Notes on Laura Wingfield: The Amber of a Dream

Piper Laurie as Laura in The Glass Menagerie, on Broadway, 1965.


Tenn in Conversation
New Orleans
1982


It is a part that is frequently labeled as unplayable because it is frequently played incorrectly. It's not about the limp; it's not about a physical impairment. What cripples Laura is--well, several things. First and foremost, Laura is one of those people of whom I speak as being trapped in the amber of a dream: Unable to move, unable to move from a position she believes will allow the dream to happen. She wants to be happy and she wants to be loved and she wants Tom to remain young and at home, caring for her, making her laugh, giving her the comfort of proper placement. When Tom is in the house, in her orbit, she is not a cripple, an anti-social, limping embarrassment. When she is with Tom, she is young and hopeful and her care for objects as delicate and as doomed as her dreams is a noble and admired task.

I grew up around a number of people--chiefly myself--capable of devastating illness when faced with a task that was repellent. Laura is a master at this, and when I had a wonderful and smart actress in the role of Laura--I'm thinking of Lois Smith and Piper Laurie--they understood that it was a mental condition they were conveying, and that it happened to manifest itself in a number of ways, one of which was that limp, that sad accessory that she hopes will evoke sympathy, will force eyes and attention away from her.

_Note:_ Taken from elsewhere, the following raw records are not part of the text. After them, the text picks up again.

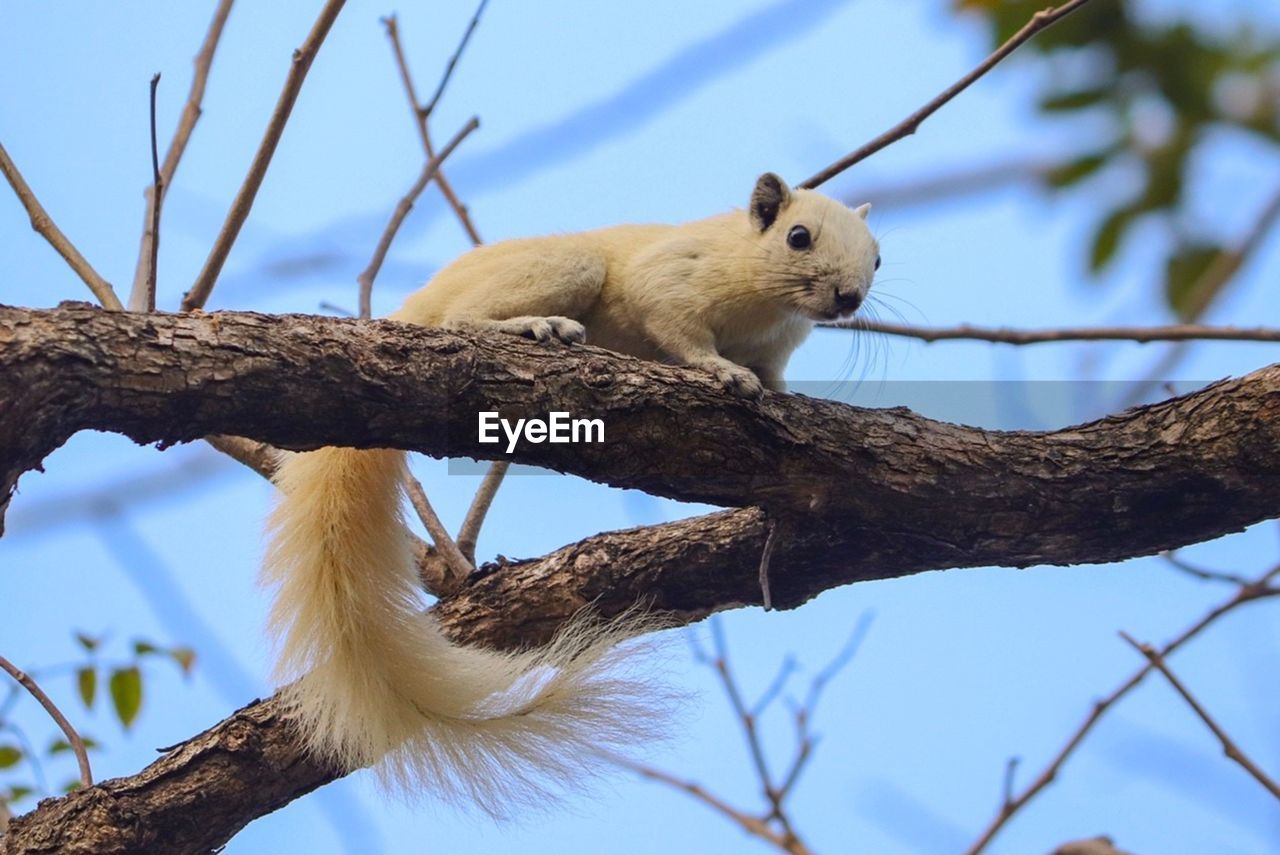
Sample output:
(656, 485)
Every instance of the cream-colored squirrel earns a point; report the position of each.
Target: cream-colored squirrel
(375, 680)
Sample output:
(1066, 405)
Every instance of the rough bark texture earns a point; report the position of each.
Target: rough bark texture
(860, 494)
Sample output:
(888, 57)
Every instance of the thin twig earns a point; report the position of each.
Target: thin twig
(750, 824)
(906, 127)
(1005, 335)
(470, 531)
(146, 302)
(51, 708)
(453, 60)
(1229, 748)
(46, 228)
(456, 565)
(402, 209)
(177, 146)
(1257, 589)
(773, 794)
(1010, 780)
(1202, 574)
(238, 213)
(766, 558)
(425, 133)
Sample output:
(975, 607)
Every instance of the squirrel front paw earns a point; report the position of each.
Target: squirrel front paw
(552, 328)
(736, 379)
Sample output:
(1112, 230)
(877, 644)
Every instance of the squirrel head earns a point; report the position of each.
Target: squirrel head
(819, 256)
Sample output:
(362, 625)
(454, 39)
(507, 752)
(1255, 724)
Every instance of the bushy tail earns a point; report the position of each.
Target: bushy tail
(376, 682)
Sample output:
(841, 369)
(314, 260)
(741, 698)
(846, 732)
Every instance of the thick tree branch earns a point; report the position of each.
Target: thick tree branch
(1176, 472)
(878, 493)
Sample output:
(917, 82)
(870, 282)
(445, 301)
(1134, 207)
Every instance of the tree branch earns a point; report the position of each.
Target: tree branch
(1176, 472)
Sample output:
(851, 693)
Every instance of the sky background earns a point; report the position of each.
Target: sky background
(594, 114)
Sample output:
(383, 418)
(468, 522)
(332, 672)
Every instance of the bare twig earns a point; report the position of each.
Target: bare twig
(470, 531)
(1255, 590)
(766, 557)
(1229, 748)
(146, 302)
(746, 822)
(48, 229)
(1004, 335)
(51, 708)
(1206, 289)
(456, 565)
(424, 131)
(906, 127)
(1010, 780)
(302, 59)
(1202, 574)
(775, 824)
(177, 146)
(453, 62)
(402, 209)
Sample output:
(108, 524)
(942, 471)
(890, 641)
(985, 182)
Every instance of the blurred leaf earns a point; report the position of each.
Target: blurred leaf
(86, 680)
(9, 757)
(184, 657)
(1185, 287)
(127, 694)
(1106, 241)
(144, 648)
(1075, 100)
(1075, 172)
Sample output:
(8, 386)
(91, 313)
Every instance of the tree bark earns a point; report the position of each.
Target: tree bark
(859, 493)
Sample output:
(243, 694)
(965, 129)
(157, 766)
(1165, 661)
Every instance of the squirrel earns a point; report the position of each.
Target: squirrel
(374, 679)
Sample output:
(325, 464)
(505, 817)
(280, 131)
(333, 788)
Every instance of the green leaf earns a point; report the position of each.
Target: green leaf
(184, 657)
(1074, 100)
(1185, 287)
(1106, 241)
(127, 694)
(144, 648)
(86, 680)
(10, 757)
(1075, 172)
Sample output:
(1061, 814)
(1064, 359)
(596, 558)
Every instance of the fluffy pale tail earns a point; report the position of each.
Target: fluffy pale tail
(376, 682)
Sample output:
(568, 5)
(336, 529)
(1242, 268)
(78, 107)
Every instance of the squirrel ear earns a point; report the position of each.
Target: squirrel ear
(771, 195)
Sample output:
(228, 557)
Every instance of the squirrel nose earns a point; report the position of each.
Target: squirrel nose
(848, 302)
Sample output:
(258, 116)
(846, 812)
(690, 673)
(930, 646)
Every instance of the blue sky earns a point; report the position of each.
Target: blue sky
(659, 111)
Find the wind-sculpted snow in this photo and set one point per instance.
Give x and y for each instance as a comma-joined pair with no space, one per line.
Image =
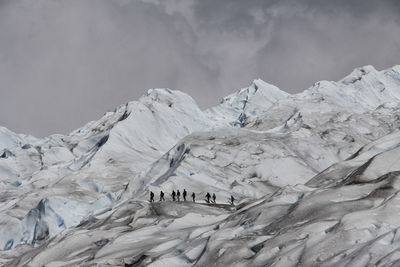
315,177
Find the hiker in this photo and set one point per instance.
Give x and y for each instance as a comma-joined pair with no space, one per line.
208,197
151,196
184,194
232,199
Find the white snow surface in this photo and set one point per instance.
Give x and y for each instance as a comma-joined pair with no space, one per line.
315,175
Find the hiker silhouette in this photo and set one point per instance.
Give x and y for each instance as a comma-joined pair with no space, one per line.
208,197
232,199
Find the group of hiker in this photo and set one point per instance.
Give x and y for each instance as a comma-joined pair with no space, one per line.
176,196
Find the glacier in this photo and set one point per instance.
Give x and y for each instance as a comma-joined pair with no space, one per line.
314,175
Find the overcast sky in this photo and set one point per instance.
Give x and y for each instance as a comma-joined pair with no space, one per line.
64,63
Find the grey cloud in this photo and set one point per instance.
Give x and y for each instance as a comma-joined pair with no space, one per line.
63,63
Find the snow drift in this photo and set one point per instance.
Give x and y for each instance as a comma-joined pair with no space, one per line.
315,176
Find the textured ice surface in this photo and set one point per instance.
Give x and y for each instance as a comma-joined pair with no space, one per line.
315,176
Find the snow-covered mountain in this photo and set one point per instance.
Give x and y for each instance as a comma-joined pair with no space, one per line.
314,176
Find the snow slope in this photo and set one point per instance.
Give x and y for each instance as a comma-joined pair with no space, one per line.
314,175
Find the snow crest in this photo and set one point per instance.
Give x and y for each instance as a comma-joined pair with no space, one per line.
315,176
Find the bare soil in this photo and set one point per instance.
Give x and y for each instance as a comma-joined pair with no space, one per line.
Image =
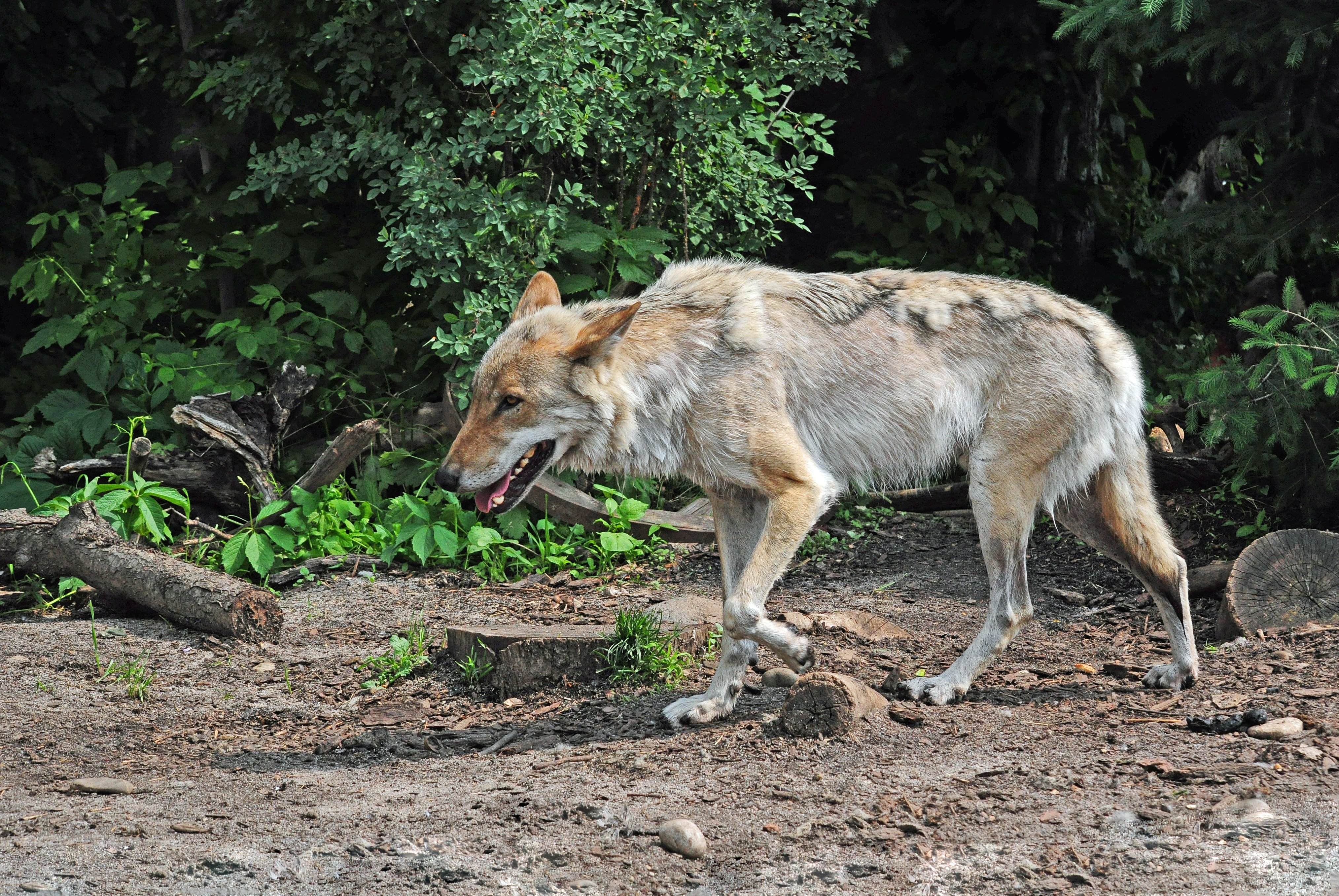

Helen Hayes is attended by James Daly and Lonny Chapman in the 1956 City Center revival of The Glass Menagerie. Lois Smith is in the foreground.

The loss of Tom will most adversely affect Laura. Laura remains in a dark, glass-strewn nightmare, with no flattering mirror in which to gaze. What time Amanda has left on the planet--and she's tough and will live for many years--will be a constant recitation of her failures, her deficiencies. Laura will hear a Rosary of regrets for the remainder of her life, until her entire body, her mind, is stiffened and immobile.

Laura is soon to become the petrified woman, which is what happens to those who cannot move from the amber of the dream to the movement toward its realization. Laura fails to understand that love knows no location, and she does not need Tom to live and breathe and laugh next to her to enjoy and benefit from the love she has for him. She does not know this, and so she will become a glass figure on a dusty shelf until reality and progress-the enemies of amber--shove her to the ground.

If you can understand this about Laura and love her, you can play her.